From Figure 2, we show different toothgrowth between dose. We can see cleary that as dose increased on both supp, len also significantly increased.
From Figure 1. Are supp have different toothgrowth?
\(H_0\): \(\mu\) = 0 (supp have no different toothgrowth)
\(H_a\): \(\mu\) != 0 (supp have different toothgrowth)
Assume: significant level = 0.05 and two variances are unequal and distribution is normal distribution.
oj <- ToothGrowth[ToothGrowth$supp == "OJ", 1]
vc <- ToothGrowth[ToothGrowth$supp == "VC", 1]
testing1 <- t.test(oj, vc, paired = FALSE, var.equal = FALSE, alternative = "two.sided", conf.level = 0.95)
cat("testing 1 p-value =", testing1$p.value, "and 95% confident interval =", testing1$conf.int)
## testing 1 p-value = 0.06063451 and 95% confident interval = -0.1710156 7.571016
From t.test we got p-value > 0.05 and 0 is inside 95% confidence interval.
Thus, fail to reject the null hypothesis \(H_0\).

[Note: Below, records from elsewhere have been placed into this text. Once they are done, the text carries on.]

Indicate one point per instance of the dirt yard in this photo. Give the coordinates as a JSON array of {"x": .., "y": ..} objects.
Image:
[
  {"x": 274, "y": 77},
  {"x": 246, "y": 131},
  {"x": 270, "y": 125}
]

So supp have no different toothgrowth.
From Figure 2. Are dose “1” has higher toothgrowth than dose “0.5”?
\(H_0\): \(\mu\) = 0 (dose “1” and “0.5” have no different toothgrowth)
\(H_a\): \(\mu\) > 0 (dose “1” has higher toothgrowth than dose “0.5”)
Assume: significant level = 0.05 and two variances are unequal and distribution is normal distribution.
dose0.5 <- ToothGrowth[ToothGrowth$dose == "0.5", 1]
dose1 <- ToothGrowth[ToothGrowth$dose == "1", 1]
testing2 <- t.test(dose1, dose0.5, paired = FALSE, var.equal = FALSE, alternative = "greater", conf.level = 0.95)
cat("testing 2 p-value =", testing2$p.value, "and 95% confident interval =", testing2$conf.int)
## testing 2 p-value = 6.341504e-08 and 95% confident interval = 6.753323 Inf
From t.test we got p-value < 0.05 and 0 is outside 95% confidence interval.
Thus, we reject the null hypothesis \(H_0\) and accept the hypothesis \(H_a\). So dose “1” has higher toothgrowth than dose “0.5”.
From Figure 2. Are dose “2” has higher toothgrowth than dose “1”?
\(H_0\): \(\mu\) = 0 (dose “2” and “1” have no different toothgrowth)
\(H_a\): \(\mu\) > 0 (dose “2” has higher toothgrowth than dose “1”)
Assume: significant level = 0.05 and two variances are unequal and distribution is normal distribution.
dose2 <- ToothGrowth[ToothGrowth$dose == "2", 1]
testing3 <- t.test(dose2, dose1, paired = FALSE, var.equal = FALSE, alternative = "greater", conf.level = 0.95)
cat("testing 3 p-value =", testing3$p.value, "and 95% confident interval =", testing3$conf.int)
## testing 3 p-value = 9.532148e-06 and 95% confident interval = 4.17387 Inf
From t.test we got p-value < 0.05 and 0 is outside 95% confidence interval.
Thus, we reject the null hypothesis \(H_0\) and accept the hypothesis \(H_a\). So dose “2” has higher toothgrowth than dose “1”.
From Hypothesis testing 1. We conclude that supp have no different toothgrowth (significant level 0.05).
From Hypothesis testing 2 and 3. We conclude that as dose increased (“0.5” < “1” < “2”), toothgrowth also increased (significant level 0.05).